Five characters, all male, stood in a semicircle around the fire, their eyes fixed on the coals, which were refusing to light, despite the dry weather, despite the sophisticated equipment and all the efforts of the master of the house, who was, after all, an old hand when it came to barbecues.

“That’s not the way to do it… You need more kindling, Mr Blake, you’ve put the coal on too soon.”

The speaker had a cap on his head and a beer in his hand. He lived two doors away, his wife had brought an olive loaf, and his children were running around the buffet screaming. Fred gave him a cold smile. Beside him the bachelor who ran the travel agency in the middle of the town took up the ball:

“That’s not the way to do it. I never use coal at all, I do it like an open fire – it takes longer, but you get much better embers.”

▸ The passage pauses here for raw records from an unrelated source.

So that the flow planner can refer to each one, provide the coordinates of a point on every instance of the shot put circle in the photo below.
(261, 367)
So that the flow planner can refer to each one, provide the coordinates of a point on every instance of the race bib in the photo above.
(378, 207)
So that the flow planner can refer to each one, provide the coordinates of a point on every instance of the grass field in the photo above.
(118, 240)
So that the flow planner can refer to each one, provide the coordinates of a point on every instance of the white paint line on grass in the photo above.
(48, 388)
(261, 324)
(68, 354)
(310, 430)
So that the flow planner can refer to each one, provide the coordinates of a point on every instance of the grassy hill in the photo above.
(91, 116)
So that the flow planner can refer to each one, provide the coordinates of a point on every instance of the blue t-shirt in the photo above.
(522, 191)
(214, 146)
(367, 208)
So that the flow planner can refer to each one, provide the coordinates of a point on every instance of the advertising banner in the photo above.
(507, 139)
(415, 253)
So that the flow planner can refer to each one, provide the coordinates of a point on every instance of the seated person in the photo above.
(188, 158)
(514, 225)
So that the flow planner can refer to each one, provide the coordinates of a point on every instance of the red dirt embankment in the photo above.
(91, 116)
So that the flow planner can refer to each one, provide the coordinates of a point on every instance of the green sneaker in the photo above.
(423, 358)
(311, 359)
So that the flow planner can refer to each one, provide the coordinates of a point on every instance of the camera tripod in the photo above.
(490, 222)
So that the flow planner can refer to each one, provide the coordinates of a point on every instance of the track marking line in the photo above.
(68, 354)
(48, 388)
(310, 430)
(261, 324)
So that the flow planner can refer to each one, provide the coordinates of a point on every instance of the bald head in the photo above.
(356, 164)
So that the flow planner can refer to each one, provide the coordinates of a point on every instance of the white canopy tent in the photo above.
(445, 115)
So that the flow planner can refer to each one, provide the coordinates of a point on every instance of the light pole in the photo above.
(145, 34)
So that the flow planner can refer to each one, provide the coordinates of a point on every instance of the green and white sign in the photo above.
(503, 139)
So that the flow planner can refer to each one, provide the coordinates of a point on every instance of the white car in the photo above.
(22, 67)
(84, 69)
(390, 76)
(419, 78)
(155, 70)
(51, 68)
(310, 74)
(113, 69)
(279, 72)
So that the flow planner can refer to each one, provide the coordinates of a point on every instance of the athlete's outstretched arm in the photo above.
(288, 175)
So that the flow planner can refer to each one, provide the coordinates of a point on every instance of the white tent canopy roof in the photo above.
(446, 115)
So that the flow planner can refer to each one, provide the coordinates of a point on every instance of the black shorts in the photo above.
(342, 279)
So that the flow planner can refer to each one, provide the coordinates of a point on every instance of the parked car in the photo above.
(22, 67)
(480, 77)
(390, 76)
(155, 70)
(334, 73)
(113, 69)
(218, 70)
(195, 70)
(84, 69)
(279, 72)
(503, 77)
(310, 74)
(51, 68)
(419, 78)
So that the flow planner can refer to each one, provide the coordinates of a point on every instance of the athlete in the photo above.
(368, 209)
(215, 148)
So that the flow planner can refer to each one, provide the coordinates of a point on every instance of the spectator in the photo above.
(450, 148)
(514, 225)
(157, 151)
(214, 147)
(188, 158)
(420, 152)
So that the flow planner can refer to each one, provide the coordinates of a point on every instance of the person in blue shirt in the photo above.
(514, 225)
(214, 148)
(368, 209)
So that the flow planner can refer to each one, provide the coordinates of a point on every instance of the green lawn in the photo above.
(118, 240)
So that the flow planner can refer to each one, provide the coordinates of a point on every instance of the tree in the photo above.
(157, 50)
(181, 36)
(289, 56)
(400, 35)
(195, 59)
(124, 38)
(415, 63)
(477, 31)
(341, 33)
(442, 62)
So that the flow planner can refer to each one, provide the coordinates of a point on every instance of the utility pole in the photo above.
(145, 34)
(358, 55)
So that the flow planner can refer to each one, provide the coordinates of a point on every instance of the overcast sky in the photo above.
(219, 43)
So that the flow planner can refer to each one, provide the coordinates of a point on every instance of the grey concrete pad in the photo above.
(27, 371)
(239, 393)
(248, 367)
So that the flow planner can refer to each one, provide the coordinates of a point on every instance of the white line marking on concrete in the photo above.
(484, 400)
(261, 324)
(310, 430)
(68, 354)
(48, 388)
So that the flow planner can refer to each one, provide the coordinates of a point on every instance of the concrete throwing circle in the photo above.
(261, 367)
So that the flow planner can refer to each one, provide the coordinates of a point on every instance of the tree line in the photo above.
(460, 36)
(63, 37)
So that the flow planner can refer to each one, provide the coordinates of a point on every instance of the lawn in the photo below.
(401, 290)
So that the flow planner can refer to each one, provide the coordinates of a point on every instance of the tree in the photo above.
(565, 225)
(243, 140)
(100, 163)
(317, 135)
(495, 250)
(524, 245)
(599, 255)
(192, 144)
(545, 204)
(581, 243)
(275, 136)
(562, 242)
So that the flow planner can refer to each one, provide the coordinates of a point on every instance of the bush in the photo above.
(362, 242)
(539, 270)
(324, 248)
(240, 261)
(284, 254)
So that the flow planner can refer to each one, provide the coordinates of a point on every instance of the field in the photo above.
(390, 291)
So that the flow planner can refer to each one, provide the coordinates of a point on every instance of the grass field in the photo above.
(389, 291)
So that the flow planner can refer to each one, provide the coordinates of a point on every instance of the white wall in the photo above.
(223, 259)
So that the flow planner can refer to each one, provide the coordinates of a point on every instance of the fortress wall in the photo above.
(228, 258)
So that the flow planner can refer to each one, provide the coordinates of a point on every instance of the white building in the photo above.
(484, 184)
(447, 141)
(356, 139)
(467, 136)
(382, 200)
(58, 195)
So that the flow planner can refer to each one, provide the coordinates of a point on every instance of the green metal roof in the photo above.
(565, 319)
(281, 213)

“That’s not the way to do it,” added an eminent local councillor. “You’re using firelighters – they’re poisonous, and that’s no joke. And anyway, you can see it doesn’t even work.”

Without realizing it, Fred was proving a universal truth, which goes like this: as soon as one idiot tries to light a fire somewhere, four others will gather round to tell him how to do it.

“We won’t be eating that sausage before tomorrow at this rate,” the last one said, laughing, and he couldn’t resist adding: “You’ll never get anywhere with those bellows – I use an old hairdryer.”

Fred paused for a beat, rubbing his eyebrows, in the grip of a violent and mounting rage. At the most unexpected moments, Giovanni Manzoni, the worst man on earth, took over the body of Fred Blake, artist and local curiosity. When one of the five guys gathered around the fire took it upon himself to suggest that only a bit of white spirit could rescue things, Fred imagined him on his knees begging for mercy. And not just mercy – he was begging to be finished off, released from his pain. Giovanni had been in such situations several times in his life, and he could never forget the very particular moan of a man begging to be killed: a sort of long wail, rather like that of the professional mourning women in Sicily, a song whose notes he could pick out from thousands of others. It wouldn’t have taken him more than five minutes to make this one sing that song – this big relaxed fellow with his arms crossed, standing only inches away, unaware of the fate being prepared for him. The local councillor, for his part, was suffering excruciating torture, crouched in his underwear inside a freezer, like Cassidy, the Irish boss of the fishmongers’ union in New York. The local councillor was doing less well than Cassidy, who, with his head wedged against a pile of chicken breasts, had banged on the inside of the freezer for a good two hours before dying and finally ending the long wait for Corrado Motta and Giovanni, who had passed the time by playing cards on the lid of the freezer.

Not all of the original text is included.